Ontwikkeling is verandering, maar niet elke verandering is ontwikkeling. Er
is alleen ontwikkeling als de verandering blijvend is en als het een
opeenvolgende reeks is -> Multi-directioneel.
Ontwikkeling is een proces, het verandert door de tijd heen, levenslang.

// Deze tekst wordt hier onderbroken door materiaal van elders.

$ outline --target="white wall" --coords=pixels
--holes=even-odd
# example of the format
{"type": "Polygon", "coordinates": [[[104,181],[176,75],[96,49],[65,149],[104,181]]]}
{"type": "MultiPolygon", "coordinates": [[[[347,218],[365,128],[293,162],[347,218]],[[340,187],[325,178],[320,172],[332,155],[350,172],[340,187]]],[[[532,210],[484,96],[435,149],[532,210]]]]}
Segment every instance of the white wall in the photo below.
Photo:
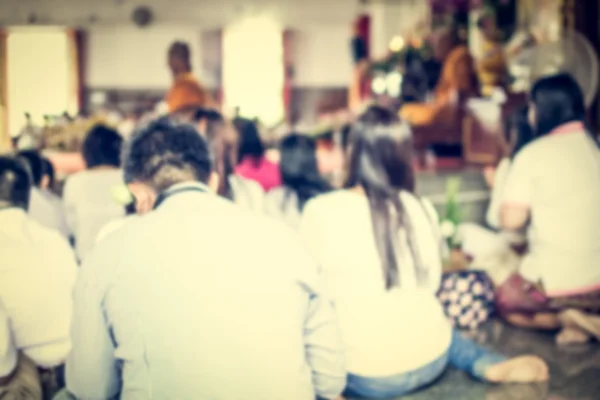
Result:
{"type": "Polygon", "coordinates": [[[308,25],[294,31],[294,86],[345,87],[352,76],[350,24],[308,25]]]}
{"type": "Polygon", "coordinates": [[[87,86],[164,89],[170,83],[166,51],[173,40],[191,44],[195,72],[211,82],[202,71],[202,32],[258,11],[298,32],[296,86],[348,85],[357,0],[0,0],[0,25],[26,24],[35,12],[40,24],[87,29],[87,86]],[[140,4],[149,5],[155,16],[144,29],[130,21],[140,4]]]}
{"type": "Polygon", "coordinates": [[[201,33],[196,27],[94,28],[88,32],[86,85],[93,88],[165,89],[171,84],[167,51],[190,44],[192,67],[202,75],[201,33]]]}

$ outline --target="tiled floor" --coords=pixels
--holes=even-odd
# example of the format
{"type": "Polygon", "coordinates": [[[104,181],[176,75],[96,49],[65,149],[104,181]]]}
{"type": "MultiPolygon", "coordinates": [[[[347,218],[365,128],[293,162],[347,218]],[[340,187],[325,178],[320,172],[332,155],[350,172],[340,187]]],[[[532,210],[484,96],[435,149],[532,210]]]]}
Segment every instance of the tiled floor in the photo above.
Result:
{"type": "Polygon", "coordinates": [[[551,379],[536,385],[489,385],[465,373],[448,371],[428,389],[403,400],[598,400],[600,399],[600,344],[558,348],[550,334],[490,323],[475,339],[503,354],[537,354],[550,366],[551,379]]]}

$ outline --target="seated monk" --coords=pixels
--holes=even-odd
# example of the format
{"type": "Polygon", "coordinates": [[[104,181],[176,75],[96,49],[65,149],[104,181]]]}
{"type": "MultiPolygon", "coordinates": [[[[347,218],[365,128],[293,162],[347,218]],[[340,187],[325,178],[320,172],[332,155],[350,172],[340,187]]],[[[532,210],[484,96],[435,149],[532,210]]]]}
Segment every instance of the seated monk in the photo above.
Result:
{"type": "Polygon", "coordinates": [[[433,122],[448,121],[452,114],[448,105],[456,96],[477,96],[479,84],[473,58],[468,48],[459,44],[456,32],[441,34],[434,43],[435,57],[443,60],[442,74],[435,88],[431,103],[406,104],[400,109],[400,117],[413,126],[430,125],[433,122]]]}
{"type": "Polygon", "coordinates": [[[215,102],[208,91],[192,74],[190,48],[186,43],[175,42],[169,49],[169,68],[174,82],[166,96],[169,112],[194,110],[198,107],[212,108],[215,102]]]}
{"type": "Polygon", "coordinates": [[[484,16],[477,23],[483,34],[484,55],[477,63],[479,81],[482,93],[489,96],[494,88],[505,88],[508,81],[508,66],[504,49],[498,40],[496,21],[490,16],[484,16]]]}

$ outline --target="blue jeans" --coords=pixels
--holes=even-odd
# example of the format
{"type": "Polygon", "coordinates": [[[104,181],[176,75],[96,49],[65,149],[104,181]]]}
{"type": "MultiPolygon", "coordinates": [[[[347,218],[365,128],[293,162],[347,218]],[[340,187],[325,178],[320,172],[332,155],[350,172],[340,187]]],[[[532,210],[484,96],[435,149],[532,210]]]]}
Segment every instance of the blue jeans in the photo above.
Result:
{"type": "Polygon", "coordinates": [[[454,330],[450,348],[435,361],[414,371],[381,378],[348,374],[344,395],[350,398],[370,399],[404,396],[434,382],[442,375],[448,364],[468,372],[477,379],[485,380],[484,374],[487,368],[506,360],[506,357],[480,347],[454,330]]]}

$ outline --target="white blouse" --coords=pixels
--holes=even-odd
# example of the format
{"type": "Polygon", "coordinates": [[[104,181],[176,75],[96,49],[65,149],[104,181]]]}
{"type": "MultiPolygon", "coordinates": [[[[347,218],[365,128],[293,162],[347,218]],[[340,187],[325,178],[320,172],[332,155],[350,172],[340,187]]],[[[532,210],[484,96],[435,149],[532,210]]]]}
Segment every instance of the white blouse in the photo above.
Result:
{"type": "Polygon", "coordinates": [[[309,201],[300,233],[322,268],[346,344],[349,372],[384,377],[413,371],[449,348],[451,327],[436,298],[442,273],[438,217],[428,201],[401,200],[429,282],[418,286],[406,232],[399,232],[400,286],[387,290],[366,197],[337,191],[309,201]]]}

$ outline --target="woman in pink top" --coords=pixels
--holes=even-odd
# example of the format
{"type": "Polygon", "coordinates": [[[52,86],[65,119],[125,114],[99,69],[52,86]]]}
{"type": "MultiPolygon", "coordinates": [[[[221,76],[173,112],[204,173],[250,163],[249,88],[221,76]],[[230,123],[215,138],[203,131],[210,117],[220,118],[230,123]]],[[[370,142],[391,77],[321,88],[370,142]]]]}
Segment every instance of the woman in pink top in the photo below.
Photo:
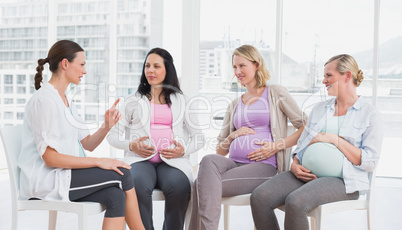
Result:
{"type": "Polygon", "coordinates": [[[251,193],[277,171],[288,170],[286,149],[296,144],[307,120],[285,87],[267,85],[270,75],[255,47],[237,48],[232,66],[247,91],[228,107],[217,154],[200,163],[193,187],[192,230],[218,229],[222,197],[251,193]],[[298,129],[290,136],[288,119],[298,129]]]}
{"type": "Polygon", "coordinates": [[[189,155],[204,145],[196,118],[190,120],[185,108],[172,56],[164,49],[152,49],[144,62],[137,93],[126,98],[122,118],[108,136],[112,146],[125,150],[125,162],[132,167],[146,229],[154,229],[155,188],[165,195],[163,229],[183,229],[193,183],[189,155]]]}

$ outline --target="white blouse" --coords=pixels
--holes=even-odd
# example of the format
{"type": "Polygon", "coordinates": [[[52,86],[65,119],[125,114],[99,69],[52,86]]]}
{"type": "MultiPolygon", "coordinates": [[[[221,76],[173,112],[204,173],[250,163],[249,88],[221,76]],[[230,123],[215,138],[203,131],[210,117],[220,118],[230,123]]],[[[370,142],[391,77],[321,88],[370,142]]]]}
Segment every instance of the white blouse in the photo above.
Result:
{"type": "Polygon", "coordinates": [[[19,199],[68,201],[71,170],[49,168],[42,159],[49,146],[58,153],[79,156],[89,131],[69,100],[71,112],[53,85],[44,83],[25,107],[22,149],[18,158],[19,199]]]}

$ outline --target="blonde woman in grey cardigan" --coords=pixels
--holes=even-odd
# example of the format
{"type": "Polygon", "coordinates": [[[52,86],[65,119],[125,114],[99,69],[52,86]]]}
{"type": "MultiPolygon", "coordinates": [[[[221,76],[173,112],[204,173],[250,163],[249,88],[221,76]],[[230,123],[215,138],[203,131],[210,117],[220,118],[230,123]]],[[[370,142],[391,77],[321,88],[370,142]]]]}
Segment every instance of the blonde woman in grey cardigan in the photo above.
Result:
{"type": "Polygon", "coordinates": [[[270,74],[255,47],[237,48],[232,66],[247,92],[227,109],[217,154],[205,156],[200,163],[191,229],[218,229],[222,197],[251,193],[278,171],[288,170],[288,148],[296,144],[307,121],[285,87],[267,85],[270,74]],[[288,119],[298,129],[290,136],[288,119]]]}

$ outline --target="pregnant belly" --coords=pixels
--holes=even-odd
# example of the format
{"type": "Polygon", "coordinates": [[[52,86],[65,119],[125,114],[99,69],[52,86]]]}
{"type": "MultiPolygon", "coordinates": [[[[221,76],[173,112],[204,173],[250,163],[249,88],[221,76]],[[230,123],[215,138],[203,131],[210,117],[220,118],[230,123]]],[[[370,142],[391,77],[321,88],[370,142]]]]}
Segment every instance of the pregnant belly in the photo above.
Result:
{"type": "Polygon", "coordinates": [[[232,141],[229,149],[229,156],[237,162],[249,161],[247,155],[254,150],[261,148],[261,145],[255,142],[269,141],[272,142],[269,133],[257,133],[254,135],[240,136],[232,141]]]}
{"type": "Polygon", "coordinates": [[[172,145],[173,131],[168,126],[151,126],[152,143],[159,151],[172,145]]]}
{"type": "Polygon", "coordinates": [[[302,165],[317,177],[343,177],[343,153],[333,144],[314,143],[303,154],[302,165]]]}

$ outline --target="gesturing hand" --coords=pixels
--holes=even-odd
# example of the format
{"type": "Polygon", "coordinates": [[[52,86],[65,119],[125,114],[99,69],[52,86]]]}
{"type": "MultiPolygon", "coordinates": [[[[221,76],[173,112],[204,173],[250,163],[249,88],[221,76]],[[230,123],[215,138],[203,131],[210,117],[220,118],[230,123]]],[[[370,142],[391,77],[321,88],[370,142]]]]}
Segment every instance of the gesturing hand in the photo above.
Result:
{"type": "Polygon", "coordinates": [[[98,158],[98,167],[106,170],[114,170],[120,175],[124,175],[118,167],[131,169],[131,166],[123,161],[119,161],[111,158],[98,158]]]}
{"type": "Polygon", "coordinates": [[[247,158],[252,161],[262,161],[268,159],[280,150],[276,146],[275,142],[263,141],[255,142],[254,144],[262,145],[262,147],[247,155],[247,158]]]}
{"type": "Polygon", "coordinates": [[[143,143],[143,141],[145,141],[148,138],[149,138],[148,136],[144,136],[138,138],[135,141],[131,141],[129,145],[130,150],[144,158],[151,156],[152,154],[155,153],[155,147],[143,143]]]}
{"type": "Polygon", "coordinates": [[[183,146],[176,140],[172,140],[173,144],[176,145],[176,147],[172,149],[161,149],[161,156],[163,156],[166,159],[172,159],[172,158],[178,158],[182,157],[184,155],[184,148],[183,146]]]}
{"type": "Polygon", "coordinates": [[[117,99],[110,109],[106,110],[105,112],[105,125],[106,128],[112,128],[121,117],[121,114],[118,109],[116,109],[116,105],[120,102],[120,98],[117,99]]]}

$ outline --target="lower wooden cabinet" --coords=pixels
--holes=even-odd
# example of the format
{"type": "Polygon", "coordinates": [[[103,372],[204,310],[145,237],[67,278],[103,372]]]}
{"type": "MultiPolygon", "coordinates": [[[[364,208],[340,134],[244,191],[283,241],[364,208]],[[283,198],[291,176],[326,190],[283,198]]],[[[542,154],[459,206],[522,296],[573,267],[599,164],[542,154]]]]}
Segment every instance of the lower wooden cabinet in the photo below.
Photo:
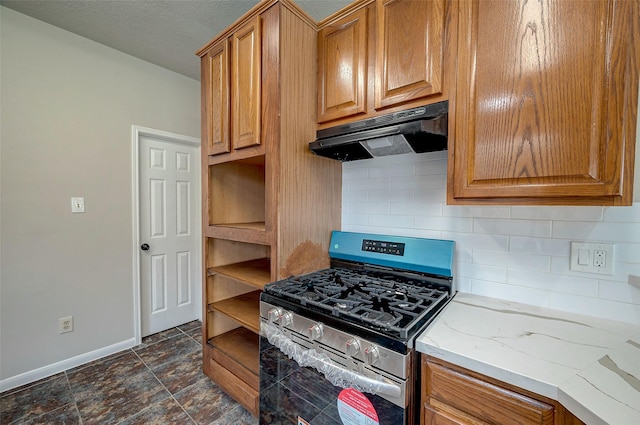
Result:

Ontwikkeling hangt af van verschillende factoren: Multi-gedetermineerd
- Directe omgeving: familie, school
- Het individu: genetische kenmerken
- Sociale en economische context
- Culturele context
Ontwikkeling speelt zich af op verschillende domeinen (fysiek, motorisch,
cognitief, sociaal en emotioneel): multidimentioneel. Deze domeinen
hebben invloed op elkaar.
Tijdsbepalende gebeurtenissen:
- Normatief leeftijdsgebonden: zijn voorspelbaar, beïnvloeden een
grote groep mensen gebonden aan leeftijd (bijv. puberteit, naar
school gaan)
- Normatief historische invloeden: Factoren die een bepaald cohort
(=generatie) overkomt gebonden aan een specifiek historisch
moment (bijv. WO II, corona, gebruik van mobiele telefoons)
- Niet-normatieve invloeden: onregelmatige gebeurtenissen, beperkt
aantal mensen (bijv. loterij winnen, verlies ouders bij auto-ongeluk)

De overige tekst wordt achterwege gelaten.